In this type of question we can use componendo and dividendo, we get.

⇒ [cosθ + sinθ] + [cosθ - sinθ]/[cosθ + sinθ] - [cosθ - sinθ] = [1 + √3] + [1 - √3]/[1 + √3] - [1 - √3].

⇒ cosθ + sinθ + cosθ - sinθ/cosθ + sinθ - cosθ + sinθ = 1 + √3 + 1 - √3/1 + √3 - 1 + √3.

⇒ 2cosθ/2sinθ = 2/2√3.

⇒ cosθ/sinθ = 1/√3.

⇒ cotθ = 1/√3.

⇒ cotθ = cot60°.

⇒ θ = 60°.

To find :

⇒ 2sec²θ - 3cosec²θ.

Put the value of θ = 60° in equation, we get.

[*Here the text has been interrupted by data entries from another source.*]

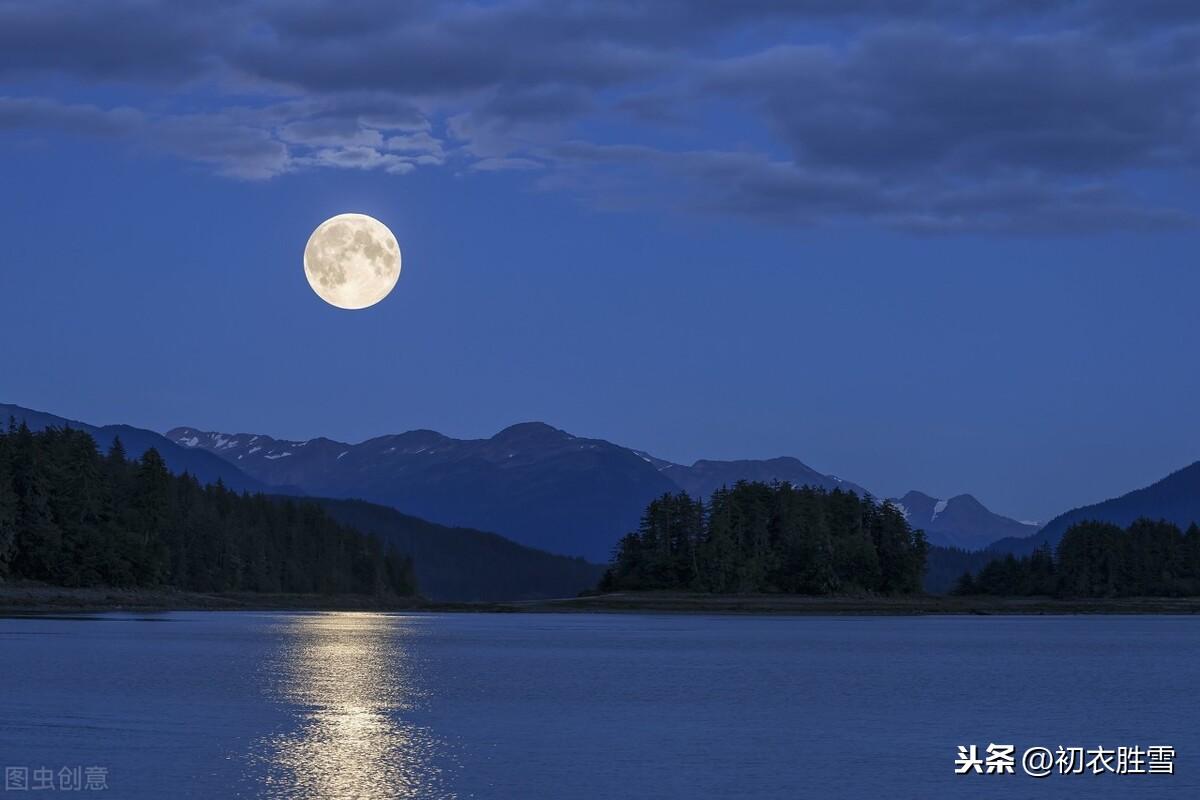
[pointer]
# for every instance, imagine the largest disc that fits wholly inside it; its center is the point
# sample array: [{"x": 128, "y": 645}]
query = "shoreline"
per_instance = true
[{"x": 39, "y": 600}]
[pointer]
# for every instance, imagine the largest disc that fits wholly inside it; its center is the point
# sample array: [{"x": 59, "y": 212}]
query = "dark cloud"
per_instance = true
[
  {"x": 40, "y": 113},
  {"x": 931, "y": 115}
]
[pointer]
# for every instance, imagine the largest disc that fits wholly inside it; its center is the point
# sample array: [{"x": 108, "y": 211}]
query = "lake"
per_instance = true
[{"x": 589, "y": 705}]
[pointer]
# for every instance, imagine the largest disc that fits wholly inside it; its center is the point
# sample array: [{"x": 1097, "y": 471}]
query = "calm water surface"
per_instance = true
[{"x": 580, "y": 705}]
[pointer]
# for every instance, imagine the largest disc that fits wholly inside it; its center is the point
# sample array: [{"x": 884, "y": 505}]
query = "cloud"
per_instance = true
[
  {"x": 928, "y": 115},
  {"x": 81, "y": 119}
]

⇒ 2sec²(60°) - 3cosec²(60°).

⇒ 2 x 2 x 2 - 3 x 2/√3 x 2/√3.

⇒ 8 - 4 = 4.

⇒ 2sec²θ - 3cosec²θ = 4.

                                                                                                                       

MORE INFORMATION.

Trigonometric ratios of multiple angles.

(1) = sin2θ = 2sinθ.cosθ = 2tanθ/1 + tan²θ.

(2) = cos2θ = cos²θ - sin²θ = 2cos²θ - 1 = 1 - 2sin²θ = 1 - tan²θ/1 + tan²θ.

(3) = tan2θ = 2tanθ/1 - tan²θ.

(4) = sin3θ = 3sinθ - 4sin³θ.

(5) = cos3θ = 4cos³θ - 3cosθ.

(6) = tan3θ = 3tanθ - tan³θ/1 - 3tan²θ.